Posterior predictive simulation and summary by group in generated quantities block

I have the program with vector indicating grouping (group_id) and continuous variable to model (y). My interest is to generate prediction based on estimated \mu and a new length, grouping data (N_New, group_id_new). In addition, I want calcutate some quantities, e.g. mean of predicted difference between groups, e.g. Group_2 - Group_1, and some other quantities.
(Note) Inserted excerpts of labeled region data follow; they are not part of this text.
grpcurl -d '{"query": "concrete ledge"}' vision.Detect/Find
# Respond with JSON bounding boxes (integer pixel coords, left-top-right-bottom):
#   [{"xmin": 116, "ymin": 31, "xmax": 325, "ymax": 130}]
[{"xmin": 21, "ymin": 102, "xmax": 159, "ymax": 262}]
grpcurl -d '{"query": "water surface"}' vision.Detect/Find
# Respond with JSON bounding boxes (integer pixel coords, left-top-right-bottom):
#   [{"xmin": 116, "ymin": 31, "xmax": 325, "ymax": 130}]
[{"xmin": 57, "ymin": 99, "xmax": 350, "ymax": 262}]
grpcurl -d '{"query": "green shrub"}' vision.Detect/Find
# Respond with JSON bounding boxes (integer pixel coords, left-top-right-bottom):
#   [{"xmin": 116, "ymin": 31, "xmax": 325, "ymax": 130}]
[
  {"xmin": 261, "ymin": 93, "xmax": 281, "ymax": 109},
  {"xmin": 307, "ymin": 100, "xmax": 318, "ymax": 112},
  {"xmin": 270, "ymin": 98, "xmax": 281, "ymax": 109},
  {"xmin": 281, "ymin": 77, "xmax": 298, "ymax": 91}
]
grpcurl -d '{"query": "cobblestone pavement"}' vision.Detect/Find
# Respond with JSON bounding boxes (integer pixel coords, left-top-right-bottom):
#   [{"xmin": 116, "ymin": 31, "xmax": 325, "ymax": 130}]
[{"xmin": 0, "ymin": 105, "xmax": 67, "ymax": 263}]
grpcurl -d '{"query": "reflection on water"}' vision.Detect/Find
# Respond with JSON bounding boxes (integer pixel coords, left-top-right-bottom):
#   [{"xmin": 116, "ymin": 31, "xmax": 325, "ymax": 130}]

Is there a way to index and and obtain by_group “y_rep” in order to create other quantities of interest in the generated quantities block or is this something that I need to do outside the stan program? Here is a simple example code assuming 3 groups.
Hopefully stan code below is clear and your responses don’t make me look dumb.

data {
  int<lower = 1> N;                              // Data sample size
  int<lower = 2> N_g;                          // number of groups
  vector[N] y;                                      // continuous response
  int<lower = 1, upper = N_g> group_id[N];       // group ID for each response
  
  int<lower = 1> N_New;                              // Prediction sample size
  int<lower = 1, upper = N_g> group_id_new[N_New];       // prediction group ID for predicted responses
}

parameters {
  vector[N_g] mu;                                           // estimated group means
  vector<lower = 0>[N_g] sigma;                    // estimated group SD
}

model {
  // priors
  mu    ~ normal(0, 100);                       
  sigma ~ cauchy(0, 2.5);

  // Model
  for (n in 1:N) {
    y[n] ~ normal(mu[group_id[n]], sigma[group_id[n]]);           
  }
}

generated quantities {
  vector[N_New] y_rep;                           // posterior predictive
  vector[N_g] mu_pred;                          // mean of predicted values (I may be defining this incorrectly, need help) 
  
  for (p in 1:N_New) {
    y_rep[p] = normal_rng(mu[group_id_new[p]], sigma[group_id_new[p]]);
  }
  
 // This is where I need help
// I would like to have mu_pred separated so that I can have
// other quantities e.g. "mu_pred[2]-mu_pred[1], e.t.c

 for (g in 1:N_g) {
   mu_pred[g] = mean(y_rep[group_id_new[g]]);
  }

}

****

Not sure if I’m tracking 100% what you are doing, but it seems like what you have is N observations, each of which can be a member of one of N_g groups and then you are fitting independent normal distributions to those groups of observations?

So if I_n \in \{1, \dots, N_g\} is the group identifier of observation n, then you have:

y_n | \mu, \sigma^2 \sim \mathcal{N}(\mu_{I_n}, \sigma^2_{I_n})

If your goal is to compare E(y_{n} - y_{m}) = E(y_n) - E(y_m) = \mu_{I_n} - \mu_{I_m}. So you can just compute this directly in the generated quantities. For example, if I_n = 1 and I_m = 2, then the expected difference is just \mu_1 - \mu_2 and you don’t need to fiddle about with the various indexes.

1 Like

Your understanding is correct. However, what I am trying to summarize is the mean of the predicted (unobserved y vector) analogous to the event probability estimation. Here the goal is to compare E(\tilde{y}_{n_{new}}-\tilde{y}_{m_{new}}).

Still a bit confused with what you’re going for here.

Suppose that your new value \tilde{y} that you want to examine has group id 1. Then \tilde{y} \sim \mathcal{N}(\mu_1, \sigma_1^2). Then E(\tilde{y}) = \mu_1. There’s no difference between mu_pred and mu in your model. You fit mu to your data set, then you generate new data using that mu and then you take group means to get mu_prep, which is just mu.

Theoretically, Yes. But the estimated mean of the predicted will not be the equal to \mu_1. I want to assess if my predicted sample can recover it. Please note the sample size of the new unobserved y_{pred} might be different.

With the normal model you have in your example, the means are just the mu. Generating samples y[1:N] from normal(mu, sigma) has an expected mean of mu, so you can skip the sampling and just do this:

generated quantities {
  matrix[N_g, N_g] mu_diff;
  for (m in 1:N_g)
    for (n in 1:N_g)
      mu_diff[m, n] = mu[m] - mu[n];
}

When you are done, the mu_diff[m, n] values are just posterior expectation \mathbb{E}[\mu_m - \mu_n | \textrm{data}] w.r.t. your model.